There were reports of frantic negotiations within government and last-minute drafting and re-drafting, leading up to the publication of this weeks plan for social care reform. These can’t have been true because as we all know, the plan was already clear and prepared two years ago. Now we have it, some things are clear:
- It is the first government investment plan for social care for many years – that’s better than where we were
- Some people who currently pay unlimited amounts for social care will be protected from some (but not all) of those catastrophic costs (care costs are in, but room and board in care homes are not)
- Most of the money is actually for the NHS – for social care to get an increasing share of it as planned, would be the first time such a big transfer of resources from health to care has ever happened, making it possible but unlikely
The debate has been 90% about older people, whose care makes up 50% of social care, with disabled people’s care and support remaining fairly invisible. The debate has been about 100% about paying for that care, not about what needs to change about it. It’s possible that the biggest change which will come after this week is that the new system may bring enough people into the state-organised social care system to raise its status to a level where people demand as much of it as they demand of education and health: a second or third increase in social care funding may not be as hard, or take as many years, as the first.
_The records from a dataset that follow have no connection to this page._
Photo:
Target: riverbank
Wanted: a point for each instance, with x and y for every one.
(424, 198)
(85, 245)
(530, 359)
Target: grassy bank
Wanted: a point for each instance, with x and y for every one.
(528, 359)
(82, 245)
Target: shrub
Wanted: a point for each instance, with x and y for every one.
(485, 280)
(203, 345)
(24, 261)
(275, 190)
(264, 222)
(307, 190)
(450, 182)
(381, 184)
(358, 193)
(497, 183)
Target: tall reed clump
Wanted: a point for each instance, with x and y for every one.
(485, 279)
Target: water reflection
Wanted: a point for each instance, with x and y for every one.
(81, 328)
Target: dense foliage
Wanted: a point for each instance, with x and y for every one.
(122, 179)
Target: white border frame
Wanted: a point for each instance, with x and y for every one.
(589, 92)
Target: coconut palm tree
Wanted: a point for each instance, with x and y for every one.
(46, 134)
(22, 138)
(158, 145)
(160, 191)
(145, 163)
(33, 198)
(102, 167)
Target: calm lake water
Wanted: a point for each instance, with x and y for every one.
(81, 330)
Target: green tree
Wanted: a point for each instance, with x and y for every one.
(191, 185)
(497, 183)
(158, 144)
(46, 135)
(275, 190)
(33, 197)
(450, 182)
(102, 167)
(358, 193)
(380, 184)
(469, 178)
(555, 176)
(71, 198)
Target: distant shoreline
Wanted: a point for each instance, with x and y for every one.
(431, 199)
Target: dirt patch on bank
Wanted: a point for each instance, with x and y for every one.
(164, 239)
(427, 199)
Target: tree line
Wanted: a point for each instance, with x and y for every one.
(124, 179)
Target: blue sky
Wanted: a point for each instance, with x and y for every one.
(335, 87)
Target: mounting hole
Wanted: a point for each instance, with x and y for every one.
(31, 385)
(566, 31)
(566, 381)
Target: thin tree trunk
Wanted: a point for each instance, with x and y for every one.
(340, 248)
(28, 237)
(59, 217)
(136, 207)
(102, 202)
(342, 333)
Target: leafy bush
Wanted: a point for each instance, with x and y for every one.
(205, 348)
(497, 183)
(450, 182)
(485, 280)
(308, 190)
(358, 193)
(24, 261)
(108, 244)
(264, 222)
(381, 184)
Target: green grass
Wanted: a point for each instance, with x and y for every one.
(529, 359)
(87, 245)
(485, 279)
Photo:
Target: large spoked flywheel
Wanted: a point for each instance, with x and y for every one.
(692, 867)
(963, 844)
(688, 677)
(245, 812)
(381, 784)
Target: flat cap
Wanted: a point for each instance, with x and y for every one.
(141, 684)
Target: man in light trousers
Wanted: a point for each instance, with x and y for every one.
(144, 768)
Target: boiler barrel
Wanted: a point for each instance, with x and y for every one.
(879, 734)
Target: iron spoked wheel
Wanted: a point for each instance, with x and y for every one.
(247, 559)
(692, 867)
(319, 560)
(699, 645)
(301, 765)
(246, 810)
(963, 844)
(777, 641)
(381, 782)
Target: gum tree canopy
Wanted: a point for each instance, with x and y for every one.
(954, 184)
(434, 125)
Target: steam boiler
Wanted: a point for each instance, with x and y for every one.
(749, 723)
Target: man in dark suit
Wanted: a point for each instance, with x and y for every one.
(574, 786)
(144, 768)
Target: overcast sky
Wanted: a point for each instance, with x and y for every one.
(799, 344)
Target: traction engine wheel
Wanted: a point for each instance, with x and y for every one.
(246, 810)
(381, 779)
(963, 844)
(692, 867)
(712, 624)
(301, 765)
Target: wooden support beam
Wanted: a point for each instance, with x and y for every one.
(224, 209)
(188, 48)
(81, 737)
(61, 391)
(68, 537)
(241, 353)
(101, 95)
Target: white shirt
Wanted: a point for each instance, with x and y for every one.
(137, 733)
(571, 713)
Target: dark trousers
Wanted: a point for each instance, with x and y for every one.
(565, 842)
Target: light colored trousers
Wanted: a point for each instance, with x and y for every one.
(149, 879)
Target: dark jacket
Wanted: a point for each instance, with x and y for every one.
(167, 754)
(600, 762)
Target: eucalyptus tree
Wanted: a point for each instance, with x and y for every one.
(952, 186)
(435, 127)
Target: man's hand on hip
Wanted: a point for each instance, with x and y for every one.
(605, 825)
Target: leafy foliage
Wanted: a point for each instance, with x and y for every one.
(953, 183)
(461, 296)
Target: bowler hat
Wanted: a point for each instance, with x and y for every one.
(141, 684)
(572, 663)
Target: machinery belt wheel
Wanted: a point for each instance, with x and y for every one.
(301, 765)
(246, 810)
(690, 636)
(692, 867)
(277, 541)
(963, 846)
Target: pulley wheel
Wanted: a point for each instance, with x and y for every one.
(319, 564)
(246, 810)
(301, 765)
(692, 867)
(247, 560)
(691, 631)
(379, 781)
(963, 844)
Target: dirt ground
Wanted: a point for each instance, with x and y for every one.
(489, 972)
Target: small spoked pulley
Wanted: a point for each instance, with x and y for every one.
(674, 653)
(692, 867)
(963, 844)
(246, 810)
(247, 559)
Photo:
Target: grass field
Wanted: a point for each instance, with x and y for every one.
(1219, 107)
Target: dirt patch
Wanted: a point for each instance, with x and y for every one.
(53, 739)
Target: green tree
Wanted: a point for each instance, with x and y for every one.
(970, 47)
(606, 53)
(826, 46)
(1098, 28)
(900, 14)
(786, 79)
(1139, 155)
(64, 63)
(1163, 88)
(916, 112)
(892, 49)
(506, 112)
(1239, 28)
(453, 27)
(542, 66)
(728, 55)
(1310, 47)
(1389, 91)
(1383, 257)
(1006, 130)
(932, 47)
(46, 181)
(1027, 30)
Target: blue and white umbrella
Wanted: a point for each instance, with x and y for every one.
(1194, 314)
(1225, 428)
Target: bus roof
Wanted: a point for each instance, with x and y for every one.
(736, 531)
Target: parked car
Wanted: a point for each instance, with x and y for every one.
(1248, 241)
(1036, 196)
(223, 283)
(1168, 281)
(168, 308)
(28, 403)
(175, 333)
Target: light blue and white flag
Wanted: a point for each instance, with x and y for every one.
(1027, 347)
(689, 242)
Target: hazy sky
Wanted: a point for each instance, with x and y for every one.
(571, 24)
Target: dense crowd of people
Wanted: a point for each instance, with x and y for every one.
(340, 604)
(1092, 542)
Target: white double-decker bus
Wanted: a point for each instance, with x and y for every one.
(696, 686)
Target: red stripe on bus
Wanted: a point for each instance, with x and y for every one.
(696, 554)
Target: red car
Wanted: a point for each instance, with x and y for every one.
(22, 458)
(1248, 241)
There is a White Paper planned to set out what the plan really will be. So the real work starts now. The Dept for Health and Social Care has been given just enough money to start to envisage a different future for social care. Fortunately for the government, the UK social care sector, despite or perhaps because of the years of hardship it has faced, doesn’t just contain the crises, failures and scandals which make the news, it also contains some of the most exciting and effective innovation in the world. We don’t need to look abroad for new models – they come to us, regularly, to find out about ours. We just need to scale them. And the ‘we’ of course, cannot be experts, councils and provider organisations alone, it has to be the two groups of people who matter most:
- the people and families who make most use of social care services
- the groups and communities most poorly served by social care services
The starting question for improving social care is not ‘How do we improve social care?’ It’s ‘What does a good life look like, and how can we get there?’ This vision has already been set out by a group of people who use services called Social Care Future. If there had already been a clear plan, it would have been the wrong one, because the only way to get the right plan is for people who use services to be in the lead as we try to imagine the kinds of communities, organisations, support and systems which will build that vision.